Building a Custom ETL Tool: Technical Implementation for PostgreSQL to ClickHouse Data Movement

Building a Custom ETL Tool: Technical Implementation for PostgreSQL to ClickHouse Data Movement



Modern data architectures frequently require moving data between OLTP systems like PostgreSQL and OLAP systems like ClickHouse to support both transactional workloads and analytical processing. While commercial ETL solutions exist, building a custom ETL tool provides granular control over data processing, transformation logic, and performance optimization strategies tailored to specific organizational requirements.

This technical guide explores the engineering principles, implementation strategies, and architectural considerations for developing a robust custom ETL pipeline that efficiently moves data from PostgreSQL to ClickHouse.

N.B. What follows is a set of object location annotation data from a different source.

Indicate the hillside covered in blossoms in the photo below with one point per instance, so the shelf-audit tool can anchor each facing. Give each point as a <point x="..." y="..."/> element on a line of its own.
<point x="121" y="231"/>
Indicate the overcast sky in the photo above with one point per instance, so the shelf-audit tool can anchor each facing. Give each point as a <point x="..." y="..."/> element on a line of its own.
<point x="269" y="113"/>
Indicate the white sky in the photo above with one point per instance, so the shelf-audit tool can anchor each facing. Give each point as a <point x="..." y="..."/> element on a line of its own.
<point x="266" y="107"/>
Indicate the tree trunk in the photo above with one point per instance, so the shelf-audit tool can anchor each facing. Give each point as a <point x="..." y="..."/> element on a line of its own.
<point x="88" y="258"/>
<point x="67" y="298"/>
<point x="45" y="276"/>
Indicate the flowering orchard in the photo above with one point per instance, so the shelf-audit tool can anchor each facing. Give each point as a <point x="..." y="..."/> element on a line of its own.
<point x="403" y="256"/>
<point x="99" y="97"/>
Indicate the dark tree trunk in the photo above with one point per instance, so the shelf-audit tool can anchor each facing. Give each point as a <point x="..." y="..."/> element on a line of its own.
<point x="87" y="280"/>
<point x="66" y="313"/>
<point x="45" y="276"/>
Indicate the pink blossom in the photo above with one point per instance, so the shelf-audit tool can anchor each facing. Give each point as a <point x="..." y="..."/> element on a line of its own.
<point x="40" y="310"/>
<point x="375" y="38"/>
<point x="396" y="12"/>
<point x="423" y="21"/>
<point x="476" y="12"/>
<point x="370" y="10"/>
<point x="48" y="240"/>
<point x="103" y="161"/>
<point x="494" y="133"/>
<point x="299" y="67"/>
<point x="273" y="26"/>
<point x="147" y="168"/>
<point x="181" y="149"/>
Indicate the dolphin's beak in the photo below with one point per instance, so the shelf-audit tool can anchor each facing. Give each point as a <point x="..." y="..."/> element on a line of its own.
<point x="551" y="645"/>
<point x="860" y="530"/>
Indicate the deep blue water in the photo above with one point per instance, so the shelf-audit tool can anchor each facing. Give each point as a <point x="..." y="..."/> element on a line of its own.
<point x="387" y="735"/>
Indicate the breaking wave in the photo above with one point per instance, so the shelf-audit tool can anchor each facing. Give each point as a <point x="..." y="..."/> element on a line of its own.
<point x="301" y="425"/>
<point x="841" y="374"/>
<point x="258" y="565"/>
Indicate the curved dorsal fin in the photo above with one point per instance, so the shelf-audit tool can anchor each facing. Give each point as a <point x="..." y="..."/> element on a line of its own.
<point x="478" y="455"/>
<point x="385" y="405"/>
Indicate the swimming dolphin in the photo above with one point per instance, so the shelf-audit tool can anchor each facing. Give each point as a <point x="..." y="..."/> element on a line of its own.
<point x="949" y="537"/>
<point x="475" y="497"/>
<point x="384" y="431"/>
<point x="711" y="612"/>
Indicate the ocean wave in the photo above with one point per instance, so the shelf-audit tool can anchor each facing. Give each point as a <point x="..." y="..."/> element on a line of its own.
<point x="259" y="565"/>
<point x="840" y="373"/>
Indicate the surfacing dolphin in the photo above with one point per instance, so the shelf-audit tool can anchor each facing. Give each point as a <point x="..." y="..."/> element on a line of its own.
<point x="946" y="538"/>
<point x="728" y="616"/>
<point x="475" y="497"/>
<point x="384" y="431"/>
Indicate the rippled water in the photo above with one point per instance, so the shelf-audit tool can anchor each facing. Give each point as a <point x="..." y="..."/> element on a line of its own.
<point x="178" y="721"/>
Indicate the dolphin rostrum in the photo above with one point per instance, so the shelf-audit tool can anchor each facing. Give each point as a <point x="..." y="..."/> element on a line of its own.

Core ETL Architecture Components

Extract Layer: PostgreSQL Data Acquisition

SQL-Based Extraction Methods

The foundational approach involves executing SQL queries against PostgreSQL databases to retrieve data. This method supports various extraction patterns:

-- Full table extraction
SELECT * FROM source_table WHERE created_at >= '2024-01-01';

-- Incremental extraction using timestamps
SELECT * FROM source_table 
WHERE updated_at > :last_processed_timestamp;

-- Window-based extraction for large datasets
SELECT * FROM source_table 
WHERE id BETWEEN :start_id AND :end_id;

Change Data Capture (CDC) Implementation

For real-time data synchronization, CDC mechanisms capture database modifications as they occur:

Log-Based CDC: Monitors PostgreSQL’s Write-Ahead Log (WAL) to detect changes without impacting source system performance. This approach requires configuring logical replication slots:

-- Create replication slot
SELECT pg_create_logical_replication_slot('etl_slot', 'pgoutput');

-- Monitor changes
SELECT * FROM pg_logical_slot_get_changes('etl_slot', NULL, NULL);

rigger-Based CDC: Implements database triggers to capture INSERT, UPDATE, and DELETE operations into audit tables for subsequent processing.

Query-Based CDC: Polls source tables using timestamp or version columns to identify modified records since the last extraction cycle.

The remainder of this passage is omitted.